All this talk of Admiral Yamamoto of course reminds me of one of my favorite novels, Neal Stephenson’s Cryptonomicon, and of one of my favorite passages from that novel, a passage written in Admiral Yamamoto’s voice and set just before his death. I stress that this is not relevant to my argument about Justice Stevens and his reflections — it’s just what my cranial database always brings up when I see “Yamamoto.”
To those Army fuckheads, [the decision not to deliver the declaration of war until after the Pearl Harbor attack] is nothing — just a typo, happens all the time. Isoroku Yamamoto has given up on trying to make them understand that the Americans are grudge-holders on a level that is inconceivable to the Nipponese, who learn to swallow their pride before they learn to swallow solid food. Even if he could get Tojo and his mob of shabby, ignorant thugs to comprehend how pissed off the Americans are, they’d laugh it off. What’re they going to do about it? Throw a pie in your face, like the Three Stooges? Ha, ha, ha! Pass the sake and bring me another comfort girl!

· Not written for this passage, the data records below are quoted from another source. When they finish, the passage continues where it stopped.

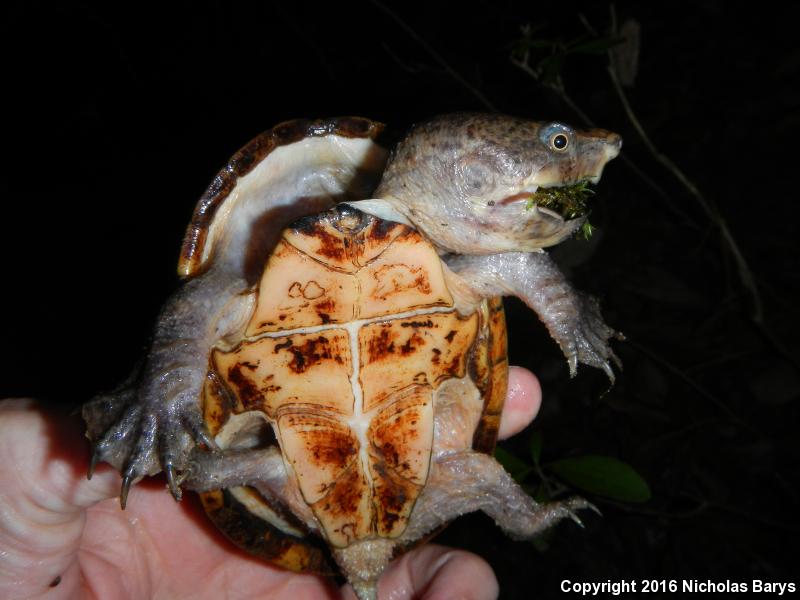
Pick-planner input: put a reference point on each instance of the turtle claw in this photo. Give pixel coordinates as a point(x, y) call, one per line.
point(127, 480)
point(174, 481)
point(585, 339)
point(92, 464)
point(576, 519)
point(153, 430)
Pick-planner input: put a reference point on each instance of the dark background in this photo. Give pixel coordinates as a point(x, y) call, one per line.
point(115, 121)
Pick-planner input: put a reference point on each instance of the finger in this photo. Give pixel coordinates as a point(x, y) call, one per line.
point(433, 572)
point(43, 489)
point(523, 399)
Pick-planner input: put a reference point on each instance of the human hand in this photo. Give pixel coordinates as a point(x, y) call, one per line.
point(65, 536)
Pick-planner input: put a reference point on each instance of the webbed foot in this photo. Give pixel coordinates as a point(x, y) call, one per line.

Isoroku Yamamoto spent a lot of time playing poker with Yanks during his years in the States, smoking like a chimney to deaden the scent of their appalling aftershave. The Yanks are laughably rude and uncultured, of course; this hardly constitutes a sharp observation. Yamamoto, by contrast, attained some genuine insight as a side-effect of being robbed blind by Yanks at the poker table, realizing that the big freckled louts could be dreadfully cunning. Crude and stupid would be okay — perfectly understandable, in fact.
But crude and clever is intolerable; this is what makes those red headed ape men extra double super loathsome. Yamamoto is still trying to drill the notion into the heads of his [Army] partners in the big Nipponese scheme to conquer everything between Karachi and Denver…. Come on guys, Yamamoto keeps telling them, the world is not just a big Nanjing. But they don’t get it. If Yamamoto were running things, he’d make a rule: each Army officer would have to take some time out from bayoneting Neolithic savages in the jungle, go out on the wide Pacific in a ship, and swap 16-inch shells with an American task force for a while. Then maybe, they’d understand they’re in a real scrap here.
This is what Yamamoto thinks about, shortly before sunrise, as he clambers onto his Mitsubishi G4M bomber in Rabaul, the scabbard of his sword whacking against the frame of the narrow door. The Yanks call this type of plane “Betty,” an effeminatizing gesture that really irks him. Then again, the Yanks name even their own planes after women, and paint naked ladies on their sacred instruments of war! If they had samurai swords, Americans would probably decorate the blades with nail polish….
They are approaching the Imperial Navy airbase at Bougainville, right on schedule, at 9:35. A shadow passes overhead and Yamamoto glances up to see the silhouette of an escort, way out of position, dangerously close to them. Who is that idiot? Then the green island and the blue ocean rotate into view as his pilot puts the Betty into a power dive….
They enter the jungle in level flight, and Yamamoto is astonished how far they go before hitting anything big. Then the plane is bludgeoned wide open by mahogany trunks, like baseball bats striking a wounded sparrow, and he knows it’s over…. As his seat tears loose from the broken dome and launches into space, he grips his sword, unwilling to disgrace himself by dropping his sacred weapon, blessed by the emepror, even in this last instant of his life….
He realizes something: The Americans must have done the impossible: broken all of their codes. That explains Midway, it explains the Bismarck Sea, Hollandia, everything. It especially explains why Yamamoto — who ought to be sipping green tea and practicing calligraphy in a misty garden — is, in point of fact, on fire and hurtling through the jungle at a hundred miles per hour in a chair, closely pursued by tons of flaming junk. He must get word out! The codes must all be changed! This is what he is thinking when he flies head-on into a hundred-foot-tall Octomelis sumatrana.